---
title: "Self-Inflicted Injuries in Causal Inference"
subtitle: "Common Errors in Observational Studies"
author:
- name: Joseph A. Bulbulia
affiliation: Victoria University of Wellington, New Zealand
orcid: 0000-0002-5861-2056
email: joseph.bulbulia@vuw.ac.nz
date: 2025-08-12
editor_options:
chunk_output_type: console
---
```{r}
#| label: load_libraries
#| echo: false
#| include: false
#| eval: true
# load required libraries
library(tidyverse)
library(ggplot2)
library(patchwork)
library(gtsummary)
library(broom.helpers)
library(performance)
library(kableExtra)
# set theme for plots
theme_set(theme_minimal())
knitr::opts_chunk$set(
fig.width=9,
fig.asp = 0.5625,
out.width = "0.9\\linewidth",
fig.align = "center",
dpi = 300
)
```
# **Part 1: Motivating Example**
## 1990s observational studies indicated 30% all-cause mortality reduction from estrogen therapies?

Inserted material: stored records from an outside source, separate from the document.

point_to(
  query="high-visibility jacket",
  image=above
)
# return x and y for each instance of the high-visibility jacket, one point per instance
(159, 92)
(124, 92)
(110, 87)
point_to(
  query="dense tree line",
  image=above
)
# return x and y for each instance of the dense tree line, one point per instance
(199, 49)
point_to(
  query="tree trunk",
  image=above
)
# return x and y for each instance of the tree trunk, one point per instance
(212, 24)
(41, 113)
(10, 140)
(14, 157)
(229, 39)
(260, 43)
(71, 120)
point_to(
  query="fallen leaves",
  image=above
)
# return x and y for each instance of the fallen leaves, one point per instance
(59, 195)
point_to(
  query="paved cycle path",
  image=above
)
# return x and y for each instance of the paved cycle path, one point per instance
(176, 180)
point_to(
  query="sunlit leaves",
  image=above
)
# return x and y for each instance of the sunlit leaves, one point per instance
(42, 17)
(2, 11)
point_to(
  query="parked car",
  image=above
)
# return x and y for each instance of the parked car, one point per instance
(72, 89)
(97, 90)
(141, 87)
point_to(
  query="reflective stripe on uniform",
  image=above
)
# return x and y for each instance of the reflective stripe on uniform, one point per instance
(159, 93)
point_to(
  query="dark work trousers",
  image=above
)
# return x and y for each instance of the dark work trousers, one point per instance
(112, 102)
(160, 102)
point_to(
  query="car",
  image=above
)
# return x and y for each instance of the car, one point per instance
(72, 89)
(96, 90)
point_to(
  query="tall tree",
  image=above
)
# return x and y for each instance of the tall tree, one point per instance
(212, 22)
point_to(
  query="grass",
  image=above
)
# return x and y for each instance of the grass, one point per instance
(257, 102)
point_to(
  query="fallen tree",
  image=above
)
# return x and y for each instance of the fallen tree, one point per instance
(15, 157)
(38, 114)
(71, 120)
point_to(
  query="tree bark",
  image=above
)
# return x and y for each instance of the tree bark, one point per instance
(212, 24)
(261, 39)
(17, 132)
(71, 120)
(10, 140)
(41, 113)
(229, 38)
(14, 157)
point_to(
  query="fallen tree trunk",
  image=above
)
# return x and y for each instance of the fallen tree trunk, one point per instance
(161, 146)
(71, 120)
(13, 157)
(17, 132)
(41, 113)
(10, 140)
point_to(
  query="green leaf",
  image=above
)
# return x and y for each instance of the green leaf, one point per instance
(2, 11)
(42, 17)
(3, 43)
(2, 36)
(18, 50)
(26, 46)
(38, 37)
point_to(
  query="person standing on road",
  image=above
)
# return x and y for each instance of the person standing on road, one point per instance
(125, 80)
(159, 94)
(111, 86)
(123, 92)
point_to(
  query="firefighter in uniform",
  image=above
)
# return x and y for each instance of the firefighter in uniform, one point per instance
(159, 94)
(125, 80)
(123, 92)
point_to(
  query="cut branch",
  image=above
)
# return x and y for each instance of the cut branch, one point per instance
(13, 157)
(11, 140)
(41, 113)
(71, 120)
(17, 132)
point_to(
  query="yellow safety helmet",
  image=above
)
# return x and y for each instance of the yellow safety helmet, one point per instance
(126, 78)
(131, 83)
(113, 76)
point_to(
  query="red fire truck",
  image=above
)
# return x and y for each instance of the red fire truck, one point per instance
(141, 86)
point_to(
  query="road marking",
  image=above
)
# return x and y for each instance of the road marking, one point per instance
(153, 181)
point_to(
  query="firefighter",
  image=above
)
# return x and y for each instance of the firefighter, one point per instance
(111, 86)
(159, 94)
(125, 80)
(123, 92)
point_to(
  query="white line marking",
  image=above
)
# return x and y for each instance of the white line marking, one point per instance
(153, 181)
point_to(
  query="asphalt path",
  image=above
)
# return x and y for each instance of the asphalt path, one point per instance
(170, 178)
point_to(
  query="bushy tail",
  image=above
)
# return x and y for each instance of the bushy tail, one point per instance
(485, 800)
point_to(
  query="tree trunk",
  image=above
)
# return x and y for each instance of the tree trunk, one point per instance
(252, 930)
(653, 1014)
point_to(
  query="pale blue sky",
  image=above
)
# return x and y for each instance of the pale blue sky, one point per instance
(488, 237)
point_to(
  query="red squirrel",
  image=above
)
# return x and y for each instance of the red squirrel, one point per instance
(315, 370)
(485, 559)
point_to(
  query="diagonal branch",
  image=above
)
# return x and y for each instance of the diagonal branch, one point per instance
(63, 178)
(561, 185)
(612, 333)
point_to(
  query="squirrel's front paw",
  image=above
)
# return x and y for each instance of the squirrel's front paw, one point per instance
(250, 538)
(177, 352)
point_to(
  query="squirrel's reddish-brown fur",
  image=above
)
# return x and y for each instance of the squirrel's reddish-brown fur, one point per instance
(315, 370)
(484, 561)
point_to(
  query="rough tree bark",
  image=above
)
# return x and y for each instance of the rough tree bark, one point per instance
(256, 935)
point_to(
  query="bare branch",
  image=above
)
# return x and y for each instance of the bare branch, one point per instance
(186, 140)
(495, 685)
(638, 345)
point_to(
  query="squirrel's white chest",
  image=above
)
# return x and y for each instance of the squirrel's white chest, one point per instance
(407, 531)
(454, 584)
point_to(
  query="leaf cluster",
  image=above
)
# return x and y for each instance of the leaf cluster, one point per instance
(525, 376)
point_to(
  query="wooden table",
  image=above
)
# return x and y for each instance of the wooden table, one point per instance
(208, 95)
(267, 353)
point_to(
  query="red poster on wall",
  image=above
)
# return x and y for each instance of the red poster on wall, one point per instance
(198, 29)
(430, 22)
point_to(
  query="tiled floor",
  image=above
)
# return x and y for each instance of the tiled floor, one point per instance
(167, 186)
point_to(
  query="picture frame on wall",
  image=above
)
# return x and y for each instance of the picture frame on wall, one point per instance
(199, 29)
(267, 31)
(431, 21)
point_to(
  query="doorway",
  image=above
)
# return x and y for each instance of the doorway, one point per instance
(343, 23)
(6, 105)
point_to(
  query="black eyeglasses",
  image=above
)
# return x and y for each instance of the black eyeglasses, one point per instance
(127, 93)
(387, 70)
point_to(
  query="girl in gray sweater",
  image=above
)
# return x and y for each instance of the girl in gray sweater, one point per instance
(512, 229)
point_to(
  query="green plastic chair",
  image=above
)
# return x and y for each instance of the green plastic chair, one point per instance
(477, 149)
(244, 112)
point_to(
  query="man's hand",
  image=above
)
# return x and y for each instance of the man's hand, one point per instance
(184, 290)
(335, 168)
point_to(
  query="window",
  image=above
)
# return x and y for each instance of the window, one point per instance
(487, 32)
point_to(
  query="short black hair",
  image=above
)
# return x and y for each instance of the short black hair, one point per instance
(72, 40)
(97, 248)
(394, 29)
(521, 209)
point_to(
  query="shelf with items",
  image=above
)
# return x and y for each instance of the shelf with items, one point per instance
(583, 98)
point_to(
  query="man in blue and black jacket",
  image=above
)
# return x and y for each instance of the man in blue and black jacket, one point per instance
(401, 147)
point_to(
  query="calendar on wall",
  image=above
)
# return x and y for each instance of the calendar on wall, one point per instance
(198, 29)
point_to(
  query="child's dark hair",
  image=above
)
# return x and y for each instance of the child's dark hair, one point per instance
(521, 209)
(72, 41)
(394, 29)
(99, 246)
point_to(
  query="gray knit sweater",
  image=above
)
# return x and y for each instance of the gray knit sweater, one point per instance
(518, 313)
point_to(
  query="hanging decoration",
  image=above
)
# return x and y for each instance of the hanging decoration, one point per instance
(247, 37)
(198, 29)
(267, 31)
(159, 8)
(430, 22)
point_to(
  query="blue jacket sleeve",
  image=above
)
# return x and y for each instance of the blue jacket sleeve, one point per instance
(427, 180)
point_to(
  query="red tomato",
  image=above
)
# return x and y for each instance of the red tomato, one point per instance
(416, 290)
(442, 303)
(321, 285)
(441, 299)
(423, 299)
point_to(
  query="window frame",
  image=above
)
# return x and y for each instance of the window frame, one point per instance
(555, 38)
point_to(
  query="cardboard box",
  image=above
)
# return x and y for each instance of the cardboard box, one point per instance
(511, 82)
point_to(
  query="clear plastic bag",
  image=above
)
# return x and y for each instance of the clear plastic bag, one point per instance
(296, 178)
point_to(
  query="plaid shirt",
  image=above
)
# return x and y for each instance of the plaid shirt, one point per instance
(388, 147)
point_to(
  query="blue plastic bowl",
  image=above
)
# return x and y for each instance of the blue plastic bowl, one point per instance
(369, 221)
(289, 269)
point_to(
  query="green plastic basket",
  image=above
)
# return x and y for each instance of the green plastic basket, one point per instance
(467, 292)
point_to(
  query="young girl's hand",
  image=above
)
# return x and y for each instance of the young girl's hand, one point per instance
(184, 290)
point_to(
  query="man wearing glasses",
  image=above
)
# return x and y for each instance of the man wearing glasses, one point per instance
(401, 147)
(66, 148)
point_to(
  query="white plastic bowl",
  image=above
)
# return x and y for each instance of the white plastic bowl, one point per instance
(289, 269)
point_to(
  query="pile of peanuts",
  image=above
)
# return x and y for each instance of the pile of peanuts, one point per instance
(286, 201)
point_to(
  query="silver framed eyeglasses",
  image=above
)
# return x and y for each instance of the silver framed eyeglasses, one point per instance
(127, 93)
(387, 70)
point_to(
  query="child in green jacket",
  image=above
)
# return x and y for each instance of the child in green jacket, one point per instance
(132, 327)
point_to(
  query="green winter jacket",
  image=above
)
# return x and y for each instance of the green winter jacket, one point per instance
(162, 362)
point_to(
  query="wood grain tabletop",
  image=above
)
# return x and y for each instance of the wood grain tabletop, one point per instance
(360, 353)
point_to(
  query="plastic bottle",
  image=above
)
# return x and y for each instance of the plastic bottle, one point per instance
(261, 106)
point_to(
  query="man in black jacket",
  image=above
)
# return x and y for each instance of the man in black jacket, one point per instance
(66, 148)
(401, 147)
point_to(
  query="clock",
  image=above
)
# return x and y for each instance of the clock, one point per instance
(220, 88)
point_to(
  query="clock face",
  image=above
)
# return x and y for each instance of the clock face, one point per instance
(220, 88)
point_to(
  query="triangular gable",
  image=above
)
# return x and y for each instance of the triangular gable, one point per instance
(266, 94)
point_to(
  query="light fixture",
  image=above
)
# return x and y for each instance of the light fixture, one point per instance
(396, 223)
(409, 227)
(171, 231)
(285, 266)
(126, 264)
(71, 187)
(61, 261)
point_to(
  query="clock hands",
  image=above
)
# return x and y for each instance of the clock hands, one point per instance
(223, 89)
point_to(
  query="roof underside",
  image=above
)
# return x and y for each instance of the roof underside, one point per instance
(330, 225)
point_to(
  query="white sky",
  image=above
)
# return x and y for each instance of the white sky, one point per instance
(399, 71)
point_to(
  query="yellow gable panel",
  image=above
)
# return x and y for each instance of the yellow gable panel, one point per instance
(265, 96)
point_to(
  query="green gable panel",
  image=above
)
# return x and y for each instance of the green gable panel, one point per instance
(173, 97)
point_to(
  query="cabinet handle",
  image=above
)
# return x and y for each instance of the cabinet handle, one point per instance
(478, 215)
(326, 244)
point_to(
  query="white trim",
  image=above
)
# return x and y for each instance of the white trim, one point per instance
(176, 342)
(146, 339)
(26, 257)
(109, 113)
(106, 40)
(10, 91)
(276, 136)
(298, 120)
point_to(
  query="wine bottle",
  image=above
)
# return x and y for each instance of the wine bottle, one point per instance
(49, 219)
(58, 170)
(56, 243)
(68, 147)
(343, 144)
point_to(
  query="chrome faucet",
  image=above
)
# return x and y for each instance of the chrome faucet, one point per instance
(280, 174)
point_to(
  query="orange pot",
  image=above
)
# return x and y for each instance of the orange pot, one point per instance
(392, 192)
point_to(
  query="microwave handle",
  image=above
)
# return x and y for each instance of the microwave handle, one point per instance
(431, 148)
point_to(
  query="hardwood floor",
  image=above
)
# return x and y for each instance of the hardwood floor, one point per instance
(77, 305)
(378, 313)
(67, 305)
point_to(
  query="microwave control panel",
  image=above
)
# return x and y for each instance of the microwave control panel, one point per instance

::: {.callout-note title="In the 1980s and 1990s estrogen treatments appeared to **benefit** postmenopausal women"}
Hazard ratio for all-cause mortality: **0.68** current users vs. never users
[@grodstein2006hormone]
:::
## Standard Medical Advice
::: nonincremental
- 1992 American College of Obstetricians and Gynecologists \textcolor{cyan}{"Probable beneficial effect of estrogens on heart disease."}
- 1992 American College of Physicians \textcolor{cyan}{"Women who have coronary heart disease or who are at increased risk of coronary heart disease are likely to benefit from hormone therapy."}
- 1993 National Cholesterol Education Program \textcolor{cyan}{"Epidemiologic evidence for the benefit of estrogen replacement therapy is especially strong for secondary prevention in women with prior CHD."}
- 1996 American Heart Association \textcolor{cyan}{"ERT does look promising as a long-term protection against heart attack."}
:::
## Women's Health Initiative: Evaluate Estrogens Experimentally
::: nonincremental
- Massive **randomised**, double-blind, placebo-controlled trial
- 16,000 U.S. women aged 50-79 years
- Assigned to Estrogen plus Progestin therapy
- Women followed approximately every year for up to 8 years.
:::
## Findings: **Clear Discrepancy**
::: {.callout-warning title="Experimental Findings: **opposite of observational findings**" icon="false"}
All-cause mortality Hazard Ratio: **1.23** for initiators vs non-initiators. [@manson2003estrogen]
:::
## Medical community response: **Reject** all observational studies
::: nonincremental
- Can observational studies ever be trusted?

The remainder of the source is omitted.